We’ve copied and pasted the following section on how disrepair in Ontario’s public schools is assessed from page 13 of Chapter 3 of the  2015 Auditor-General’s report, since there is a lot of interesting information for people concerned with the state of disrepair in Ontario’s public schools:

“In 2011, to quantify the current backlog of renewal needs for all Ontario schools, the Ministry of Education hired a company specializing in asset management to conduct condition assessments on all schools five years and older. The assessments are being done over a five year period covering about 20% of the schools per year. The assessors visit each school and conduct a non-invasive inspection of all major building components and systems (for example, basement, foundation, and HVAC systems).

School portables, third-party leased facilities, equipment and furnishings, maintenance shops and additional administrative buildings are not assessed as part of this exercise. Currently, with 80% of the schools assessed, the Ministry is reporting a total renewal need of $14 billion, $1.7 billion deemed as critical and urgent (i.e., renewal work that should not be postponed due to risk of imminent failure).
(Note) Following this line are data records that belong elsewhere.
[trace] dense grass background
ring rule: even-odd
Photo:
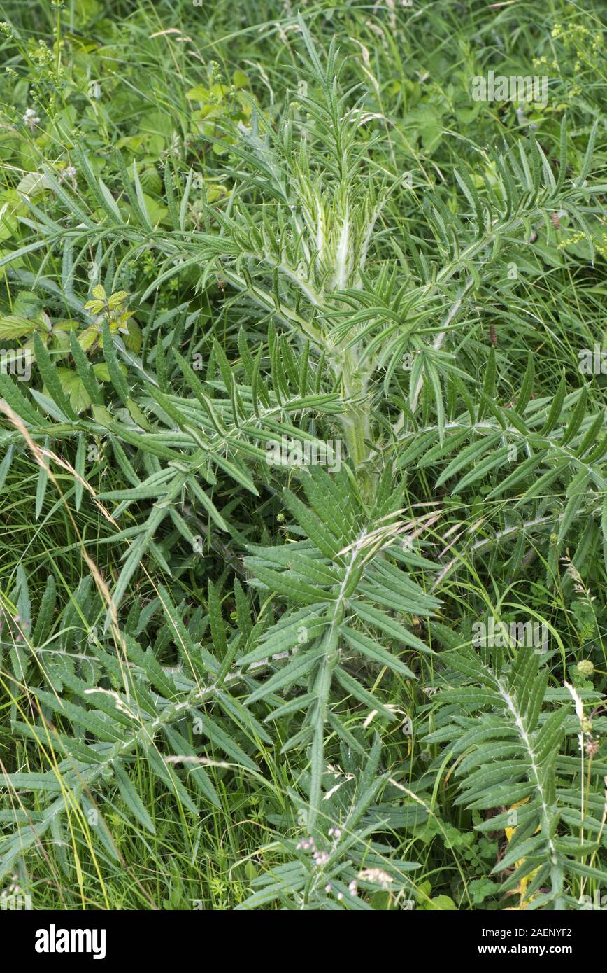
[[[134,201],[126,198],[121,188],[116,150],[131,179],[133,162],[136,164],[147,211],[159,228],[159,236],[171,228],[166,163],[179,198],[193,172],[183,209],[188,233],[217,234],[220,217],[230,212],[232,197],[242,196],[252,218],[261,219],[266,205],[263,185],[251,176],[244,190],[238,188],[242,179],[235,170],[242,171],[245,165],[234,154],[237,126],[251,125],[252,105],[257,104],[276,127],[275,120],[298,92],[301,99],[305,97],[299,10],[319,51],[326,51],[333,38],[337,40],[343,60],[341,89],[351,90],[350,102],[360,99],[366,118],[356,132],[363,158],[360,185],[366,185],[366,180],[379,185],[384,179],[392,185],[411,173],[411,188],[406,181],[391,192],[383,206],[367,272],[375,280],[381,268],[389,265],[400,275],[399,286],[401,277],[412,281],[411,287],[417,286],[423,268],[416,255],[438,268],[446,262],[441,241],[429,229],[430,206],[441,199],[448,213],[468,226],[470,207],[455,170],[467,172],[482,195],[487,187],[487,192],[492,187],[499,192],[500,174],[491,153],[502,143],[526,146],[530,133],[535,134],[558,175],[565,119],[569,181],[583,168],[592,126],[598,122],[589,181],[599,187],[604,184],[601,8],[601,4],[565,0],[551,0],[540,7],[526,2],[487,7],[484,2],[413,0],[411,8],[396,0],[377,4],[302,0],[299,7],[263,0],[209,2],[201,7],[181,0],[1,3],[0,18],[6,23],[0,33],[5,68],[0,76],[0,259],[36,239],[32,224],[26,221],[39,223],[40,214],[57,220],[64,230],[78,224],[78,215],[66,208],[53,185],[40,175],[43,165],[50,166],[60,188],[97,220],[99,202],[74,158],[75,147],[88,154],[94,176],[100,176],[114,198],[120,199],[126,228],[122,236],[108,234],[86,240],[82,247],[76,244],[67,258],[65,250],[50,243],[23,252],[17,260],[7,259],[0,268],[0,334],[6,348],[29,346],[32,341],[32,329],[25,326],[19,333],[16,319],[42,321],[52,362],[69,368],[70,322],[76,322],[75,334],[87,327],[90,315],[87,317],[84,305],[91,297],[91,287],[101,282],[108,295],[127,292],[119,310],[128,310],[132,317],[129,331],[123,334],[163,394],[182,401],[192,399],[172,356],[177,349],[187,362],[202,362],[202,371],[196,374],[207,383],[209,395],[224,395],[229,383],[224,380],[214,342],[239,376],[246,357],[238,341],[241,328],[254,355],[262,345],[262,374],[268,386],[273,387],[284,366],[276,368],[270,362],[271,313],[236,300],[234,288],[209,261],[202,244],[196,259],[195,235],[184,271],[159,283],[166,251],[155,239],[142,243],[130,234],[140,197]],[[548,104],[518,112],[519,106],[510,102],[475,102],[472,79],[489,69],[507,76],[548,76]],[[304,106],[295,111],[304,118]],[[445,375],[450,365],[467,377],[464,392],[468,389],[475,402],[480,401],[492,354],[496,377],[490,394],[501,408],[516,403],[531,357],[534,399],[552,401],[564,377],[568,394],[586,385],[587,414],[604,417],[607,376],[585,377],[578,368],[582,349],[607,348],[604,192],[603,185],[586,204],[586,232],[571,213],[559,215],[560,210],[547,220],[525,216],[516,233],[504,234],[499,254],[488,248],[474,255],[466,271],[466,276],[473,273],[474,280],[465,298],[464,320],[448,340],[448,351],[454,357],[444,367]],[[23,195],[38,207],[37,214],[32,215]],[[66,261],[73,262],[74,268],[67,274]],[[435,337],[455,293],[441,293],[435,304],[424,308],[421,321],[428,340]],[[126,323],[125,318],[123,324]],[[426,340],[423,332],[419,339]],[[31,346],[38,357],[37,345]],[[291,350],[299,367],[302,345],[295,342]],[[94,360],[101,366],[97,378],[106,390],[110,418],[130,422],[133,410],[129,419],[128,404],[108,392],[111,383],[110,376],[102,371],[104,357],[97,353]],[[569,497],[566,483],[551,485],[536,507],[523,511],[515,510],[512,498],[487,499],[499,479],[508,475],[503,471],[493,471],[459,491],[452,490],[455,481],[437,488],[436,467],[419,466],[418,456],[408,457],[418,430],[439,421],[438,403],[432,395],[424,397],[423,414],[414,418],[409,411],[408,373],[395,371],[386,386],[384,371],[374,375],[369,390],[376,442],[383,436],[376,450],[380,466],[391,468],[395,455],[397,469],[407,472],[401,501],[405,520],[411,523],[419,515],[419,504],[441,505],[440,523],[430,525],[421,553],[437,560],[441,568],[455,559],[452,568],[440,572],[438,628],[426,629],[425,619],[414,618],[411,622],[413,631],[441,652],[470,643],[474,621],[489,610],[496,610],[507,622],[522,615],[546,624],[551,639],[547,679],[553,694],[550,700],[570,702],[562,689],[568,680],[582,694],[587,715],[592,714],[587,737],[591,733],[600,747],[607,726],[601,708],[607,679],[606,561],[600,527],[604,486],[601,495],[596,482],[584,483],[585,495],[574,511],[570,530],[558,543],[558,523]],[[41,391],[44,382],[50,390],[46,377],[41,380],[35,366],[32,375],[33,387]],[[128,373],[126,378],[132,388],[140,376]],[[313,378],[315,391],[330,395],[335,390],[335,376],[323,370],[317,358],[313,359]],[[80,418],[89,418],[89,400],[79,398],[81,387],[73,381],[70,384],[65,371],[60,386]],[[21,391],[27,387],[22,383]],[[446,390],[447,418],[452,418],[456,409],[465,409],[461,399],[459,406],[455,404],[460,393],[461,389]],[[7,399],[6,391],[3,398]],[[137,403],[154,421],[154,429],[160,428],[151,400],[139,398]],[[56,415],[51,414],[56,421]],[[304,423],[303,414],[300,418]],[[332,438],[336,436],[332,422],[330,410],[320,409],[305,415],[304,428],[320,438]],[[171,789],[170,777],[168,786],[159,784],[158,769],[151,767],[143,750],[133,751],[128,770],[141,805],[136,805],[138,812],[133,811],[131,787],[121,789],[111,772],[94,788],[85,787],[77,796],[69,781],[62,783],[64,771],[57,768],[65,754],[54,734],[64,728],[63,720],[69,722],[69,714],[59,714],[57,726],[51,703],[41,706],[35,701],[45,687],[49,699],[53,693],[75,699],[78,687],[68,685],[65,673],[40,665],[41,660],[54,662],[41,653],[72,657],[75,678],[91,686],[102,679],[99,684],[107,693],[122,691],[120,672],[101,675],[102,664],[94,654],[95,646],[110,646],[112,651],[112,638],[103,628],[106,605],[95,587],[94,567],[113,590],[129,544],[126,537],[117,540],[117,532],[143,523],[155,499],[150,494],[132,503],[115,491],[132,487],[129,473],[133,467],[136,479],[141,480],[160,468],[158,460],[142,458],[136,442],[117,455],[112,436],[98,423],[90,421],[87,428],[77,423],[64,425],[64,429],[55,426],[48,439],[39,429],[34,435],[36,444],[54,454],[52,476],[44,468],[41,472],[22,429],[16,432],[8,419],[3,421],[0,440],[0,461],[8,456],[0,467],[4,615],[0,767],[8,775],[17,775],[7,777],[2,796],[0,823],[5,838],[4,846],[0,840],[0,855],[6,851],[7,856],[0,882],[9,895],[18,886],[31,896],[36,909],[233,909],[247,903],[257,887],[252,885],[254,880],[271,877],[273,870],[301,852],[296,844],[305,840],[306,832],[298,817],[301,808],[293,791],[301,786],[305,790],[309,753],[304,745],[281,752],[299,726],[286,718],[270,723],[270,736],[262,737],[259,723],[239,724],[234,731],[226,717],[221,726],[228,735],[235,734],[238,753],[244,750],[253,768],[238,766],[238,753],[226,751],[214,740],[204,751],[206,774],[217,796],[214,804],[196,793],[189,772],[179,771],[182,787],[196,801],[196,813],[185,803],[183,790]],[[145,432],[145,423],[140,423],[137,435],[144,438]],[[603,435],[600,422],[593,436],[597,441],[599,432]],[[446,466],[446,460],[441,470]],[[103,515],[87,489],[83,492],[74,467],[96,494],[107,496],[101,502],[120,526]],[[227,639],[237,657],[242,649],[239,633],[251,625],[243,619],[250,616],[260,625],[268,613],[271,618],[272,613],[280,617],[280,599],[276,607],[268,588],[249,590],[251,573],[242,559],[247,543],[269,546],[301,538],[282,493],[285,486],[300,494],[301,489],[297,476],[268,477],[255,467],[249,472],[259,487],[257,496],[226,470],[216,470],[214,482],[209,481],[215,508],[229,522],[231,533],[217,528],[217,522],[196,504],[196,497],[180,493],[174,498],[179,520],[169,518],[161,524],[155,546],[145,552],[127,579],[116,629],[138,638],[144,650],[151,646],[165,670],[184,665],[179,646],[181,642],[183,648],[185,636],[171,618],[188,627],[193,645],[202,642],[217,647]],[[527,486],[517,486],[513,497],[518,497]],[[544,529],[522,528],[525,520],[536,519],[543,521]],[[508,543],[497,543],[496,535],[508,530],[512,530]],[[45,601],[49,577],[55,595],[49,595]],[[427,568],[417,571],[416,580],[426,593],[434,591],[436,578]],[[159,593],[164,591],[170,609],[163,614],[164,604],[158,599],[162,601],[164,595]],[[151,606],[147,615],[146,606]],[[32,636],[36,627],[37,642]],[[116,631],[112,637],[117,638]],[[120,638],[117,645],[120,660]],[[44,648],[38,651],[40,646]],[[19,675],[17,665],[23,652],[32,653],[28,659],[33,666],[26,678],[21,677],[22,669]],[[488,817],[487,811],[471,811],[457,803],[448,748],[426,741],[428,733],[441,726],[440,719],[435,723],[438,703],[426,692],[436,686],[437,678],[440,683],[441,667],[437,667],[435,659],[418,654],[413,663],[408,658],[416,681],[398,674],[386,676],[385,669],[360,667],[361,682],[369,691],[377,690],[382,702],[396,707],[400,717],[412,718],[412,731],[404,736],[402,720],[382,725],[379,772],[388,774],[390,783],[375,818],[373,807],[366,811],[370,830],[360,838],[357,867],[365,868],[367,857],[375,855],[385,863],[393,883],[382,885],[379,881],[365,885],[363,880],[358,904],[375,909],[399,909],[405,902],[415,909],[518,907],[518,892],[524,892],[524,887],[518,888],[515,883],[510,896],[502,887],[515,863],[505,873],[490,874],[507,853],[506,828],[474,830]],[[592,665],[578,669],[581,662]],[[243,693],[245,689],[251,691],[244,686]],[[256,712],[258,721],[263,721],[267,710]],[[371,751],[371,731],[365,736],[368,728],[361,725],[365,712],[361,716],[360,705],[358,711],[354,706],[344,712],[346,726],[358,735],[363,749]],[[263,726],[268,730],[268,723]],[[580,727],[573,708],[567,728],[565,751],[568,759],[577,762],[571,786],[581,787],[584,794],[588,785],[588,815],[604,825],[601,776],[606,771],[601,753],[589,751],[587,763],[580,765]],[[192,726],[189,734],[193,753],[197,753]],[[89,742],[91,739],[87,737]],[[159,744],[159,752],[165,757],[180,751],[173,743],[163,748]],[[355,788],[362,773],[360,761],[352,759],[351,767],[345,766],[335,735],[326,757],[336,786],[343,793]],[[36,815],[42,815],[45,807],[37,778],[26,779],[23,775],[49,772],[56,780],[54,797],[62,795],[65,812],[61,824],[54,822],[44,838],[38,840],[32,832],[21,853],[18,834],[15,844],[16,824],[33,824],[35,832],[41,820]],[[558,785],[559,772],[555,773]],[[331,790],[326,779],[324,788]],[[374,807],[377,804],[378,798]],[[508,804],[502,804],[507,811]],[[415,809],[421,810],[415,813]],[[371,827],[379,818],[384,822],[380,837]],[[600,878],[602,825],[598,831],[602,850],[583,854],[580,862],[588,871],[574,871],[567,877],[567,908],[575,908],[581,896],[592,897],[604,887]],[[583,842],[584,824],[576,833]],[[418,867],[411,871],[411,863]],[[291,894],[284,873],[281,882],[279,906],[337,908],[343,902],[335,894],[324,895],[324,883],[318,889],[312,883],[313,894],[305,897],[308,888],[302,901],[299,893]],[[346,904],[357,905],[351,897]]]

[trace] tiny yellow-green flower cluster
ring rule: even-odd
[[[586,234],[581,231],[579,234],[574,234],[573,236],[568,236],[566,239],[561,240],[560,243],[557,244],[556,249],[564,250],[565,247],[574,246],[576,243],[580,243],[581,240],[585,238]]]

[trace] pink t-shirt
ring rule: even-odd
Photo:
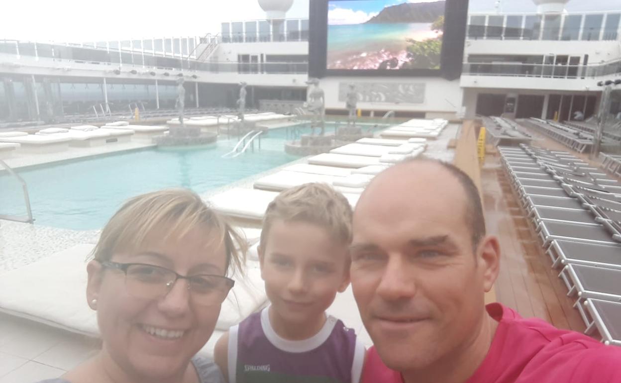
[[[607,383],[621,382],[621,348],[524,319],[497,303],[486,306],[499,322],[483,363],[466,383]],[[362,383],[402,383],[374,347],[367,353]]]

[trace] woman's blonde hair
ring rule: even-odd
[[[196,227],[209,228],[206,238],[215,233],[224,243],[227,274],[231,269],[241,271],[247,248],[245,239],[197,194],[185,189],[165,189],[128,200],[104,227],[92,255],[106,261],[119,250],[135,251],[150,233],[162,227],[168,231],[166,238],[182,238]]]
[[[351,206],[345,196],[329,185],[309,183],[278,194],[268,205],[263,217],[261,245],[267,243],[276,220],[304,222],[324,228],[339,245],[351,243]]]

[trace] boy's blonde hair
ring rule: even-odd
[[[280,193],[268,205],[261,232],[261,246],[267,244],[276,220],[304,222],[320,226],[338,244],[351,243],[351,206],[347,199],[325,184],[309,183]]]
[[[220,243],[224,242],[227,274],[231,269],[241,270],[245,240],[197,194],[184,189],[165,189],[128,200],[104,227],[93,256],[107,261],[116,251],[137,250],[150,233],[161,228],[166,228],[168,239],[182,238],[196,227],[207,228],[206,239],[215,233]]]

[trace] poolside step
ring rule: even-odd
[[[32,223],[32,222],[27,217],[17,217],[17,215],[7,215],[0,214],[0,219],[7,221],[16,221],[17,222],[23,222],[24,223]],[[32,220],[33,221],[34,220]]]

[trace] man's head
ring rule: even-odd
[[[500,251],[461,171],[416,160],[379,174],[356,205],[351,250],[354,295],[388,367],[442,365],[474,341]]]

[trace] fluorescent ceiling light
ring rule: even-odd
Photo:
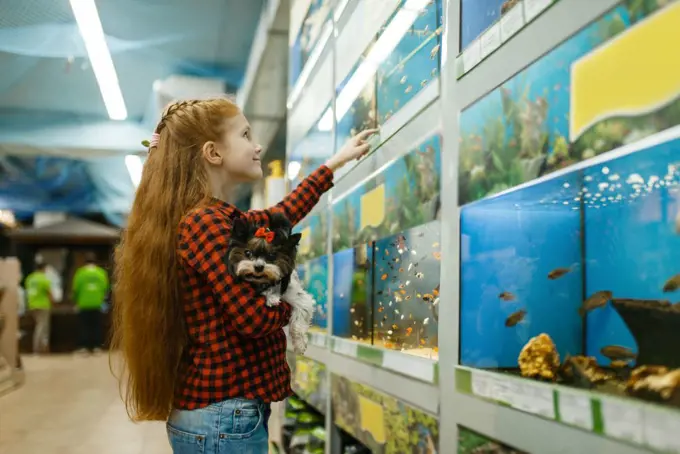
[[[70,0],[70,2],[109,118],[125,120],[127,118],[125,100],[120,91],[111,53],[106,45],[97,5],[94,0]]]
[[[342,0],[338,7],[335,8],[335,12],[333,13],[333,20],[335,22],[337,22],[340,19],[340,17],[342,17],[342,13],[345,12],[345,8],[347,8],[348,3],[349,0]],[[324,48],[326,47],[326,44],[328,43],[328,40],[330,39],[332,33],[333,23],[331,21],[327,21],[323,29],[321,30],[319,40],[316,42],[316,45],[314,46],[312,53],[309,54],[309,58],[307,58],[305,66],[302,68],[302,71],[300,72],[300,75],[298,76],[298,79],[295,82],[293,90],[290,92],[290,96],[288,96],[288,102],[286,103],[286,105],[289,109],[293,107],[295,101],[297,101],[297,99],[300,97],[300,93],[302,93],[302,88],[305,85],[307,85],[309,76],[314,70],[314,67],[319,61],[319,58],[321,58],[321,52],[323,52]]]
[[[302,164],[298,161],[290,161],[288,163],[288,179],[293,181],[300,174]]]
[[[136,154],[129,154],[125,156],[125,167],[128,168],[130,179],[132,180],[132,184],[136,188],[137,186],[139,186],[139,182],[142,181],[142,169],[144,168],[142,158],[140,158]]]
[[[378,71],[378,67],[394,52],[397,45],[418,18],[420,11],[427,6],[429,0],[408,0],[394,18],[387,25],[378,41],[371,47],[368,55],[361,62],[352,77],[347,81],[335,100],[335,118],[339,121],[352,107],[361,90],[371,77]],[[320,131],[333,129],[333,110],[328,108],[317,125]]]

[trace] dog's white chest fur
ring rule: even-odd
[[[289,333],[295,352],[304,353],[307,350],[307,332],[312,324],[316,301],[302,286],[297,271],[291,274],[290,283],[283,295],[278,284],[265,290],[263,295],[267,299],[267,306],[276,306],[283,300],[293,307],[288,325]]]

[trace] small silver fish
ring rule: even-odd
[[[663,285],[664,293],[674,292],[680,288],[680,274],[676,274],[672,278],[668,279]]]
[[[520,309],[517,312],[513,312],[508,316],[508,318],[505,319],[505,326],[507,327],[512,327],[517,325],[519,322],[524,320],[524,317],[526,317],[527,311],[524,309]]]
[[[513,295],[510,292],[501,292],[501,294],[498,295],[498,297],[503,301],[515,301],[515,295]]]
[[[441,44],[437,44],[432,48],[430,51],[430,60],[434,60],[435,57],[437,56],[437,53],[439,53],[439,48],[441,47]]]
[[[569,268],[555,268],[551,272],[548,273],[548,279],[550,280],[555,280],[559,279],[565,274],[571,273],[572,267]]]
[[[620,345],[607,345],[600,349],[600,353],[613,361],[637,358],[637,354],[630,348],[622,347]]]

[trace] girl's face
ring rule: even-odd
[[[250,124],[243,114],[226,120],[222,137],[222,169],[225,179],[232,184],[250,183],[262,178],[262,147],[255,143]]]

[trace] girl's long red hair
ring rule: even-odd
[[[115,251],[111,359],[128,415],[168,418],[188,342],[176,256],[180,220],[210,197],[201,148],[220,141],[228,99],[182,101],[164,112],[149,150],[127,227]]]

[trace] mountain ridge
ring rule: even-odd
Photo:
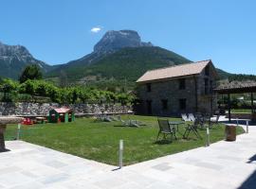
[[[36,60],[23,45],[9,45],[0,42],[0,76],[17,79],[22,70],[31,64],[38,65],[43,73],[51,66]]]

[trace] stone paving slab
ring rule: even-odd
[[[256,127],[236,142],[221,141],[116,171],[23,141],[7,146],[11,151],[0,153],[1,189],[256,188],[256,160],[249,160],[256,154]]]

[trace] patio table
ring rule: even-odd
[[[178,126],[182,124],[185,124],[185,121],[169,121],[169,125],[176,127],[177,131],[178,131]]]
[[[4,132],[6,131],[7,124],[17,124],[21,123],[22,120],[23,120],[22,117],[11,117],[11,116],[0,117],[0,152],[9,151],[6,148],[4,137]]]

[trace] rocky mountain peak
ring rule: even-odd
[[[113,53],[123,47],[153,46],[151,43],[141,42],[137,31],[134,30],[110,30],[94,46],[94,52],[100,54]]]
[[[0,43],[0,56],[13,57],[13,56],[26,56],[32,57],[29,51],[22,45],[8,45]]]

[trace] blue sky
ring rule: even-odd
[[[0,41],[49,64],[92,52],[107,30],[134,29],[192,60],[256,75],[253,0],[0,0]]]

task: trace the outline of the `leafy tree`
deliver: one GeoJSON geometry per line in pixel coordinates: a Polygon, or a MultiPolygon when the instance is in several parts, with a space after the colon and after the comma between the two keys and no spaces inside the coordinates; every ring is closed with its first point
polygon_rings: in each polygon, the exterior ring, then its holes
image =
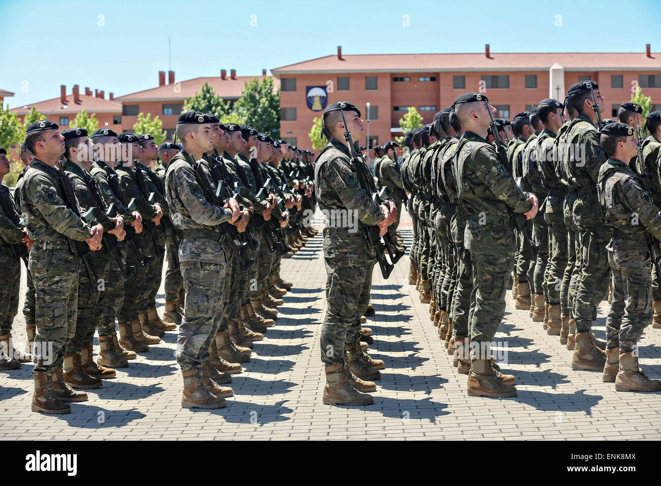
{"type": "MultiPolygon", "coordinates": [[[[415,109],[415,106],[409,106],[408,112],[399,119],[399,128],[402,129],[403,133],[408,130],[422,126],[422,116],[415,109]]],[[[399,145],[404,142],[404,137],[395,137],[399,145]]]]}
{"type": "Polygon", "coordinates": [[[152,136],[154,138],[154,143],[157,147],[165,142],[166,135],[161,130],[163,122],[159,119],[158,116],[152,120],[151,113],[147,113],[147,116],[145,116],[142,112],[140,112],[137,114],[137,121],[133,124],[133,130],[138,135],[149,134],[152,136]]]}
An investment of about $1.4 billion per year based on an industry average of 2.5% of the $55 billion replacement value is estimated to be required to maintain the schools in a state of good repair. But actual annual funding in the last five years had been $150 million a year, increasing to $250 million in 2014/15 and $500 million in 2015/16.

The Ministry allocates this funding to school boards based on a percentage calculated by dividing the school boards’ individual needs by the total renewal need of $14 billion. Distributing the funding in proportion to individual school boards’ critical needs should be considered to at least ensure that the critical needs are met.

The assessments made during the first year of the condition assessment exercise are now five years old. Therefore, any further deterioration or repairs that might have been undertaken on those schools over this period have not been captured.”